Since the transformation provides us with the property Select Distinct , when the Integration Service adds a SELECT DISTINCT clause to the default SQL query, which in turn affects the number of rows returned by the Database to the Integration Service and hence it is an Active transformation.
What happens to a mapping if we alter the datatypes between Source and its corresponding Source Qualifier?
The Source Qualifier transformation displays the transformation datatypes. The transformation datatypes determine how the source database binds data when the Integration Service reads it.
Now if we alter the datatypes in the Source Qualifier transformation or the datatypes in the source definition and Source Qualifier transformation do not match, the Designer marks the mapping as invalid when we save it.
Suppose we have used the Select Distinct and the Number Of Sorted Ports property in the SQ and then we add Custom SQL Query. Explain what will happen.
Whenever we add Custom SQL or SQL override query it overrides the User-Defined Join, Source Filter, Number of Sorted Ports, and Select Distinct settings in the Source Qualifier transformation. Hence only the user defined SQL Query will be fired in the database and all the other options will be ignored.
Describe the situations where we will use the Source Filter, Select Distinct and Number Of Sorted Ports properties of Source Qualifier transformation.
Source Filter option is used basically to reduce the number of rows the Integration Service queries so as to improve performance.
Select Distinct option is used when we want the Integration Service to select unique values from a source, filtering out unnecessary data earlier in the data flow, which might improve performance.
Number Of Sorted Ports option is used when we want the source data to be in a sorted fashion so as to use the same in some following transformations like Aggregator or Joiner, those when configured for sorted input will improve the performance.
What will happen if the SELECT list COLUMNS in the Custom override SQL Query and the OUTPUT PORTS order in SQ transformation do not match?
Mismatch or Changing the order of the list of selected columns to that of the connected transformation output ports may result is session failure.
What happens if in the Source Filter property of SQ transformation we include keyword WHERE say, WHERE CUSTOMERS.CUSTOMER_ID > 1000.
We use source filter to reduce the number of source records. If we include the string WHERE in the source filter, the Integration Service fails the session.
Describe the scenarios where we go for Joiner transformation instead of Source Qualifier transformation.
While joining Source Data of heterogeneous sources as well as to join flat files we will use the Joiner transformation.

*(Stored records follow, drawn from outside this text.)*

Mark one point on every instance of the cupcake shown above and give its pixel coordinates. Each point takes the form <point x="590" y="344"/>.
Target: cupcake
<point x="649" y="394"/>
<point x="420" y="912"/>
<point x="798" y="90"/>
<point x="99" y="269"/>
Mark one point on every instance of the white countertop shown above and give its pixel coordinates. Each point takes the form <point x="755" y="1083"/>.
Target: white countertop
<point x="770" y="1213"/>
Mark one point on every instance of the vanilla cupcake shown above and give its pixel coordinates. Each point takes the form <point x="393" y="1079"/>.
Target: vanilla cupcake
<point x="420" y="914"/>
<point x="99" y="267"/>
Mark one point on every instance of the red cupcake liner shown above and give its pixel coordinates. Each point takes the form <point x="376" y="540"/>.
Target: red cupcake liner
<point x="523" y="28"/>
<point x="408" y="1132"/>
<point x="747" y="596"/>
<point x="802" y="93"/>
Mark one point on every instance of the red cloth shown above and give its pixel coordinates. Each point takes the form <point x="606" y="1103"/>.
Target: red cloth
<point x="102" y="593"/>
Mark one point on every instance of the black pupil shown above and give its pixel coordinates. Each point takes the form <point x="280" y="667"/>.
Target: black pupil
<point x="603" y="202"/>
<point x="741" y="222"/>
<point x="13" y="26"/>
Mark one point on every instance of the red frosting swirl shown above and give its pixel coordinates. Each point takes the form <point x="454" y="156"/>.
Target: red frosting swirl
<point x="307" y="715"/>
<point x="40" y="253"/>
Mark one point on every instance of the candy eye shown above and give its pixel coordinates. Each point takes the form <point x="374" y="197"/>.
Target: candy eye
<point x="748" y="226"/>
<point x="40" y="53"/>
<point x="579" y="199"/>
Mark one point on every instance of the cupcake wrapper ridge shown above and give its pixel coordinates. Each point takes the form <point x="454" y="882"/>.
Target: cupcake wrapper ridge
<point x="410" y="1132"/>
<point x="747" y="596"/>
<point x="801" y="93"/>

Use the Joiner transformation when we need to join the following types of sources:
Join data from different Relational Databases.
Join data from different Flat Files.
Join relational sources and flat files.
What is the maximum number we can use in Number Of Sorted Ports for Sybase source system.
Sybase supports a maximum of 16 columns in an ORDER BY clause. So if the source is Sybase, do not sort more than 16 columns.
Suppose we have two Source Qualifier transformations SQ1 and SQ2 connected to Target tables TGT1 and TGT2 respectively. How do you ensure TGT2 is loaded after TGT1?
If we have multiple Source Qualifier transformations connected to multiple targets, we can designate the order in which the Integration Service loads data into the targets.
In the Mapping Designer, We need to configure the Target Load Plan based on the Source Qualifier transformations in a mapping to specify the required loading order.
Suppose we have a Source Qualifier transformation that populates two target tables. How do you ensure TGT2 is loaded after TGT1?
In the Workflow Manager, we can Configure Constraint based load ordering for a session. The Integration Service orders the target load on a row-by-row basis. For every row generated by an active source, the Integration Service loads the corresponding transformed row first to the primary key table, then to the foreign key table.
Hence if we have one Source Qualifier transformation that provides data for multiple target tables having primary and foreign key relationships, we will go for Constraint based load ordering.